Potters Road Berries, located at 145476 Potters Rd. (519-842-2723), is a popular destination for anyone looking for fresh strawberries – picked for you or ‘u pick.’

“We have people travelling from far away – from London and Kitchener and Toronto to come out and pick berries,” Verbruggen noted.

This year the strawberries came into season a bit early.

“We’ve only had one other year that opened up on June 6. I’d say we’re a week earlier this year compared to other years.”

During an earlier stretch of cold weather when there was a risk of frost for six to seven days, the plants were protected by cloth ‘blankets’ to prevent them from freezing.

“We think that contributed to maybe bringing them on earlier because they were warm underneath that frost protection blanket.”

So far the 2021 strawberry crop has been excellent – for both quantity and quality.
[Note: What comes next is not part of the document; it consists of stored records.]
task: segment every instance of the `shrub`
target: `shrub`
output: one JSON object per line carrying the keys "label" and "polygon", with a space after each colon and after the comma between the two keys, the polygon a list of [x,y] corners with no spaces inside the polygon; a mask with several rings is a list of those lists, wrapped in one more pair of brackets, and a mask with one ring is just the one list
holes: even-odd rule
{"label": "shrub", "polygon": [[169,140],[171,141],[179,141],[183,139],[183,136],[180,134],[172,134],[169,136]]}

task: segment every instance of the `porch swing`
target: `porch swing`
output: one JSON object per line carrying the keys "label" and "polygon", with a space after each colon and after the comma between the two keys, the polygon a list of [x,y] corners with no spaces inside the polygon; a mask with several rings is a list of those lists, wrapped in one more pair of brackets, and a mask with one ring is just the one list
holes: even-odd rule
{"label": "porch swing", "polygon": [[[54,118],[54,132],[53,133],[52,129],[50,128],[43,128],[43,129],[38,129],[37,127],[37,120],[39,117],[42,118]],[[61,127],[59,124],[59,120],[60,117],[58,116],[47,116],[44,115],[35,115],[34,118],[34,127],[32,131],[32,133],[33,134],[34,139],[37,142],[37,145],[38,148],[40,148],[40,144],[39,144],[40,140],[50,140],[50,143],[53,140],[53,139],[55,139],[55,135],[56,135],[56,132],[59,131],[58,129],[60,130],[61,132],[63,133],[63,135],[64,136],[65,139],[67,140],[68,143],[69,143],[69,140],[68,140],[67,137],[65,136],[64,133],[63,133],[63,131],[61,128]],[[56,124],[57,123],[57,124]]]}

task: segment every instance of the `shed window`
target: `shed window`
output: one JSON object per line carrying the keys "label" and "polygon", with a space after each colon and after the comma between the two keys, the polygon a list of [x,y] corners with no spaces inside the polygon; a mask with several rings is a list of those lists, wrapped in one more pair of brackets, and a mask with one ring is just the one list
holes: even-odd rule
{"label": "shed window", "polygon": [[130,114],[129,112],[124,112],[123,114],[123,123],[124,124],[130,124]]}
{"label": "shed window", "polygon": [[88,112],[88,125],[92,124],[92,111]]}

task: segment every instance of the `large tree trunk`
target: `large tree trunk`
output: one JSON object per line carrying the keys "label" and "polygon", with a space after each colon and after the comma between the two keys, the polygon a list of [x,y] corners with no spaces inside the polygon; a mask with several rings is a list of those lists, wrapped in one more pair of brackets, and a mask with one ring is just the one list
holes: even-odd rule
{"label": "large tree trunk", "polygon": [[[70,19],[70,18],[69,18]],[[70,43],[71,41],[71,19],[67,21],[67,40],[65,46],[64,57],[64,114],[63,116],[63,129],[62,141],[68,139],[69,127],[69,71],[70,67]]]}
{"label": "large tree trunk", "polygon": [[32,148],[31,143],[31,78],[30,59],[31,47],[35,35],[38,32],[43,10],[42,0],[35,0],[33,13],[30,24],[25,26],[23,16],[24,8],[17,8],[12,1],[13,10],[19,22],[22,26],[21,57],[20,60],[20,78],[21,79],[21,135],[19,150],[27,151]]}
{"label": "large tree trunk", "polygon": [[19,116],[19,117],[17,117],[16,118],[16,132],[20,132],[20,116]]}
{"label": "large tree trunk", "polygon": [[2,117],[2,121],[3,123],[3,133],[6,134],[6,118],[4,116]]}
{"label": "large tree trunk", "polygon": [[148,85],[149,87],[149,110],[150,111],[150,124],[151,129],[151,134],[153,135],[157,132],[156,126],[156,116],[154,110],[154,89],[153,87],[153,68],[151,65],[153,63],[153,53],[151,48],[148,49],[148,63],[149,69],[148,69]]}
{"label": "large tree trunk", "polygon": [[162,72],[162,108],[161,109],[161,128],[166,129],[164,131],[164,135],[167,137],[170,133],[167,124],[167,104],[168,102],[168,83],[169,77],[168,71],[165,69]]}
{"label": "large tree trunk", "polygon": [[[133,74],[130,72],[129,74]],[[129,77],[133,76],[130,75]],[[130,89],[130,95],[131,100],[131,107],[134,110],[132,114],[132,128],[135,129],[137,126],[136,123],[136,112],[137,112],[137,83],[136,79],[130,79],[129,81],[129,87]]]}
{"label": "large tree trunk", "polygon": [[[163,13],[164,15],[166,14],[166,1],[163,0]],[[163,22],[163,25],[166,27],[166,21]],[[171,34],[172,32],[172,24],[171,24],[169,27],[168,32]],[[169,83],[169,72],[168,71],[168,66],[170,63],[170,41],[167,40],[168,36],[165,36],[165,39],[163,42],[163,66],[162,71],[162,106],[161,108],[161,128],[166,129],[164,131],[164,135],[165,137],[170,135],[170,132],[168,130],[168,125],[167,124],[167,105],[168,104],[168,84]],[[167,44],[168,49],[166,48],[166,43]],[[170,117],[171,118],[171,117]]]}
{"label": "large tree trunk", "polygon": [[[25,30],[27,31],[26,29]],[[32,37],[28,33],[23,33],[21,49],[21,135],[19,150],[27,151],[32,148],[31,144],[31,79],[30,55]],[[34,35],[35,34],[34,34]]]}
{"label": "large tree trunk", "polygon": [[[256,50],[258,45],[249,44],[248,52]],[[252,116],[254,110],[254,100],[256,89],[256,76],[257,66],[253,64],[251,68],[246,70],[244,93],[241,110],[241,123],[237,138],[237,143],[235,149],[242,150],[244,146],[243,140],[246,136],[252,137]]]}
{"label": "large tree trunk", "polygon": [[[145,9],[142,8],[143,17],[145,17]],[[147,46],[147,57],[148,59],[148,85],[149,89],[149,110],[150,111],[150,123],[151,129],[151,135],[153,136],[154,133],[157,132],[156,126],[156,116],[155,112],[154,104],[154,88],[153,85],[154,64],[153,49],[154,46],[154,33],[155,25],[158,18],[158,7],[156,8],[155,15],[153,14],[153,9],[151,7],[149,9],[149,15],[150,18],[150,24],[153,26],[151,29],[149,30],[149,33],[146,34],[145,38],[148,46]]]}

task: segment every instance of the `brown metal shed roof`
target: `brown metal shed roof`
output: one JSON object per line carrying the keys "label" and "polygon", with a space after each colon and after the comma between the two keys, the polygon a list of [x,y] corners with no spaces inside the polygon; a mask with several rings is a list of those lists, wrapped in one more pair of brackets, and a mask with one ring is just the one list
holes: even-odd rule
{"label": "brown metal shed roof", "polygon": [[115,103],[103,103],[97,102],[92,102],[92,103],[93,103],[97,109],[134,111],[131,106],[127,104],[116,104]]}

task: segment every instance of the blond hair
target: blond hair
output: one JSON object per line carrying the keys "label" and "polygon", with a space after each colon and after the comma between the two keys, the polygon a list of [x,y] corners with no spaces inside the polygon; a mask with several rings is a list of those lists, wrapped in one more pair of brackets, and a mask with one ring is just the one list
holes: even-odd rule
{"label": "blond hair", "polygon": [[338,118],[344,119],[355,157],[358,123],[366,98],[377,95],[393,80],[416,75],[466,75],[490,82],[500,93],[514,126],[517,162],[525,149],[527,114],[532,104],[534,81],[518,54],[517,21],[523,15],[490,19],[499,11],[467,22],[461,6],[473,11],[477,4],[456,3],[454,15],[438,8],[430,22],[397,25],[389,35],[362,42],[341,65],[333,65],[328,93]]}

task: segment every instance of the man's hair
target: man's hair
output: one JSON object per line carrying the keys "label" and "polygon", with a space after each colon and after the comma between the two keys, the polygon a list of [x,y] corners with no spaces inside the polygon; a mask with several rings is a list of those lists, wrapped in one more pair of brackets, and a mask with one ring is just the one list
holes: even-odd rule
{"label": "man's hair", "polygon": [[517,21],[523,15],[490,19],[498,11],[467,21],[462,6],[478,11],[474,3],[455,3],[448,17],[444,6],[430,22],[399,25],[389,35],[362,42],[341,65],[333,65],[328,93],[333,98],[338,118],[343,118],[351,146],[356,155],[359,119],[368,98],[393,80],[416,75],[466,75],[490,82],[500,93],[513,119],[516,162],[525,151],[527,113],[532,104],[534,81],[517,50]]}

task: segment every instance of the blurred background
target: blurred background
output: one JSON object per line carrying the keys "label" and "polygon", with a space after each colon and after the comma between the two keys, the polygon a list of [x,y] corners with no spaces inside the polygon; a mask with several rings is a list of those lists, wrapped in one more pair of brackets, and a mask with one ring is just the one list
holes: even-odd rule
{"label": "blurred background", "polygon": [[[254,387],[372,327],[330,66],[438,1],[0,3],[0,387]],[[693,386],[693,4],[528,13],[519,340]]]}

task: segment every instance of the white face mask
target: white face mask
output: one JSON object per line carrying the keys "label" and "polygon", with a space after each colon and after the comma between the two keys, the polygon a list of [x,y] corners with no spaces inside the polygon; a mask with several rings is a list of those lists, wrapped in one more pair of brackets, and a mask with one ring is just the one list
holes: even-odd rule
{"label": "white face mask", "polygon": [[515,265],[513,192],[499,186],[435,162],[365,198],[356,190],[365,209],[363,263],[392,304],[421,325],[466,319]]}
Something you can instantly taste.

“We’ve got a good supply of berries,” Verbruggen nodded.

The ‘pick your own’ style of purchasing berries is very popular for families, especially during the pandemic when people are looking for safe outdoor activities.

“Families can come out and pick their own and have some fun.”

If customers do not have their own containers, they (baskets and quarts) can be purchased at the farm. Open from 8 a.m. to 8 p.m. weekdays and 8 a.m. to 6 p.m. on weekends, they have long hours during the strawberry season.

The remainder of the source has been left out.